From ba0bdbd09ee5f2c43fc9725023f022c33b1c3a92 Mon Sep 17 00:00:00 2001
From: deen <deen>
Date: Wed, 18 Jul 2007 23:36:50 +0000
Subject: [PATCH] Instead of sending blocking and completion callbacks as
 separated requests, adding them to a set and sending in parallel.

b=11301
i=green
i=wangdi
---
 lustre/ChangeLog            |   6 +++
 lustre/ldlm/ldlm_internal.h |  11 ++++
 lustre/ldlm/ldlm_lock.c     |  97 +++++++++++++++++++++++++++-------
 lustre/ldlm/ldlm_lockd.c    | 101 +++++++++++++++++++++++++-----------
 4 files changed, 166 insertions(+), 49 deletions(-)

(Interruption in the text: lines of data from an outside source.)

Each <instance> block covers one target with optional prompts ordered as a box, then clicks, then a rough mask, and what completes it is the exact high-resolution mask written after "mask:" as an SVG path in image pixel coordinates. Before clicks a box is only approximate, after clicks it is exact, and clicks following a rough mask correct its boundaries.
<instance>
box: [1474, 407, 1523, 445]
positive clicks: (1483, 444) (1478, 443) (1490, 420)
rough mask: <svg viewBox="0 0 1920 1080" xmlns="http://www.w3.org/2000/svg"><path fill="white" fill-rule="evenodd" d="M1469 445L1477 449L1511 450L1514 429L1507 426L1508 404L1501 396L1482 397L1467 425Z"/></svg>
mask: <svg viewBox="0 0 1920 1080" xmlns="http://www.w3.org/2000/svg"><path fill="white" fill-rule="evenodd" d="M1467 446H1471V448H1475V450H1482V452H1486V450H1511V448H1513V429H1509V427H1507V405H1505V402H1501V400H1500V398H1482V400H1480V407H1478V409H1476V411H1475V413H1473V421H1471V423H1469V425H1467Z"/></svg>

diff --git a/lustre/ChangeLog b/lustre/ChangeLog
index f883e7c6b6..94b4f78510 100644
--- a/lustre/ChangeLog
+++ b/lustre/ChangeLog
@@ -509,6 +509,12 @@ Details    : the definition for OBD_IOC_GETNAME changed in 1.6.0.  One of the
 	     Add the old ioctl number to the handler so both old and new
 	     lfsck can work.
 
+Severity   : normal
+Bugzilla   : 11301
+Description: parallel lock callbacks
+Details    : Instead of sending blocking and completion callbacks as separated
+             requests, adding them to a set and sending in parallel.
+
 --------------------------------------------------------------------------------
 
 2007-05-03  Cluster File Systems, Inc. <info@clusterfs.com>
diff --git a/lustre/ldlm/ldlm_internal.h b/lustre/ldlm/ldlm_internal.h
index a11a85a8b7..fe460c0f74 100644
--- a/lustre/ldlm/ldlm_internal.h
+++ b/lustre/ldlm/ldlm_internal.h
@@ -21,6 +21,17 @@ void ldlm_resource_insert_lock_after(struct ldlm_lock *original,
                                      struct ldlm_lock *new);
 
 /* ldlm_lock.c */
+
+/* Number of blocking/completion callbacks that will be sent in
+ * parallel (see bug 11301). */
+#define PARALLEL_AST_LIMIT      200
+
+struct ldlm_cb_set_arg {
+        struct ptlrpc_request_set *set;
+        atomic_t restart;
+        __u16 type; /* LDLM_BL_CALLBACK or LDLM_CP_CALLBACK */
+};
+
 void ldlm_grant_lock(struct ldlm_lock *lock, struct list_head *work_list);
 struct ldlm_lock *
 ldlm_lock_create(struct ldlm_namespace *ns, struct ldlm_res_id,
diff --git a/lustre/ldlm/ldlm_lock.c b/lustre/ldlm/ldlm_lock.c
index e95d2c3f4d..b496dba02e 100644
--- a/lustre/ldlm/ldlm_lock.c
+++ b/lustre/ldlm/ldlm_lock.c
@@ -1222,13 +1222,38 @@ int ldlm_reprocess_queue(struct ldlm_resource *res, struct list_head *queue,
         RETURN(rc);
 }
 
+/* Helper function for pair ldlm_run_{bl,cp}_ast_work().
+ * 
+ * Send an existing rpc set specified by @arg->set and then
+ * destroy it. Create new one if @do_create flag is set. */
+static void
+ldlm_send_and_maybe_create_set(struct ldlm_cb_set_arg *arg, int do_create)
+{
+        int rc;
+
+        rc = ptlrpc_set_wait(arg->set);
+        if (arg->type == LDLM_BL_CALLBACK)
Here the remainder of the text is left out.